In between brainstorming all these amazing new fast food items, someone at Lidl must have pointed out that vegan grain bowls are also a thing Americans eat, resulting in the most vicious parody of one this side of Portlandia. The “fiery” seasoning barely tickles the bottom of the Scoville scale, which, okay, we’re in a country where paprika-flavored chips count as piquant, but why does it all have to be so dry? Even after smothering the pre-cooked grains and legumes in sriracha, lime juice, and cilantro, I can’t choke down more than a couple bites. Point taken: Stick to potatoes.

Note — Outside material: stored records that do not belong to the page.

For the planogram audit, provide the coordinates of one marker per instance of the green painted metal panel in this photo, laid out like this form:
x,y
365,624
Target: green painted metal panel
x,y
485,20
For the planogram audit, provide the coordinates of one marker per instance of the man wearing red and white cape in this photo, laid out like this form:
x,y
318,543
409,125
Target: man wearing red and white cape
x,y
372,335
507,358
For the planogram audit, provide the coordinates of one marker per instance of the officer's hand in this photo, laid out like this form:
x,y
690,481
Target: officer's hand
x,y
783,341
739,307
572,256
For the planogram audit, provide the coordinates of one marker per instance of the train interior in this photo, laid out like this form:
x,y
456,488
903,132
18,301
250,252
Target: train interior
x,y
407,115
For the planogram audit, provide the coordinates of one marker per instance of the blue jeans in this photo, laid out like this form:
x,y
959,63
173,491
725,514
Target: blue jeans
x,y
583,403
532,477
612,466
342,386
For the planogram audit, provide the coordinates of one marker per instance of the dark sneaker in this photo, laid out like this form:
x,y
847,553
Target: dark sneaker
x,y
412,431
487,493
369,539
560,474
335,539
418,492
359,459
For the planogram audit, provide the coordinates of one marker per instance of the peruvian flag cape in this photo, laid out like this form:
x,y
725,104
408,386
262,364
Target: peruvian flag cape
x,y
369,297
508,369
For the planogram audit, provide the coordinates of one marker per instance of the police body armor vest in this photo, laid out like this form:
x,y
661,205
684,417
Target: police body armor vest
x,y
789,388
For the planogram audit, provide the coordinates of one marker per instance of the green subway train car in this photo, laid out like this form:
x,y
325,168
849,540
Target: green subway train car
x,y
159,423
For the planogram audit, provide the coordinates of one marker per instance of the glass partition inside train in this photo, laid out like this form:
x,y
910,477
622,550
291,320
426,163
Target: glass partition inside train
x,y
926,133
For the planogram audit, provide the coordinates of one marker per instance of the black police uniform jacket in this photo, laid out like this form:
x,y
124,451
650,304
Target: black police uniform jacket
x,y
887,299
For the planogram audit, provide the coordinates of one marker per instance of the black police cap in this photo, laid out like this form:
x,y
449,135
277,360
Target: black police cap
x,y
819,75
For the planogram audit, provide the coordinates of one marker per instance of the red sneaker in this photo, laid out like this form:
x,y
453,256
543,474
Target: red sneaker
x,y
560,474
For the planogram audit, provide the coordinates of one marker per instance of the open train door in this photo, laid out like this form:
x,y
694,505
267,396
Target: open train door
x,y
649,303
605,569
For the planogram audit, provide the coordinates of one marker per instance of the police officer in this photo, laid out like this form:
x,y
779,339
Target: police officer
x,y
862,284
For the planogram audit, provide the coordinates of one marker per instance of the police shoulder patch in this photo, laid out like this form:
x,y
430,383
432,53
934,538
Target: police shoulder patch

...And we’re back to cookies, which McEnnedy still stubbornly fails to get right. How can three desserts add up to such a nothing of a product? A cakey chocolate-flavored moat surrounds an arid, crumbly “cookie” core, which, to give it the tiniest amount of credit, at least has chocolate chips this time. The individually wrapped snack bars are made by a French company, proving once and for all how little that country thinks of us and our sad excuse for food.
I end my America Week experiment bloated with fat, sugar, and questionable additives—in other words, feeling like a true American, but paradoxically very German at the same time. After all, just a few days later I spot the Party Balls in the refrigerator of one Frau Schmidt, a family friend in her 80s who, like Karl May for most of his life, has only experienced the U.S. through pop culture, news broadcasts, and secondhand reports.
As globalization continues apace and a new, more worldly generation of Germans takes her place, it stands to reason that McEnnedy and friends will gradually fade away, like Nick the Easy Rider motorcycling off into the Arizona sunset. I have to admit I’ll miss them.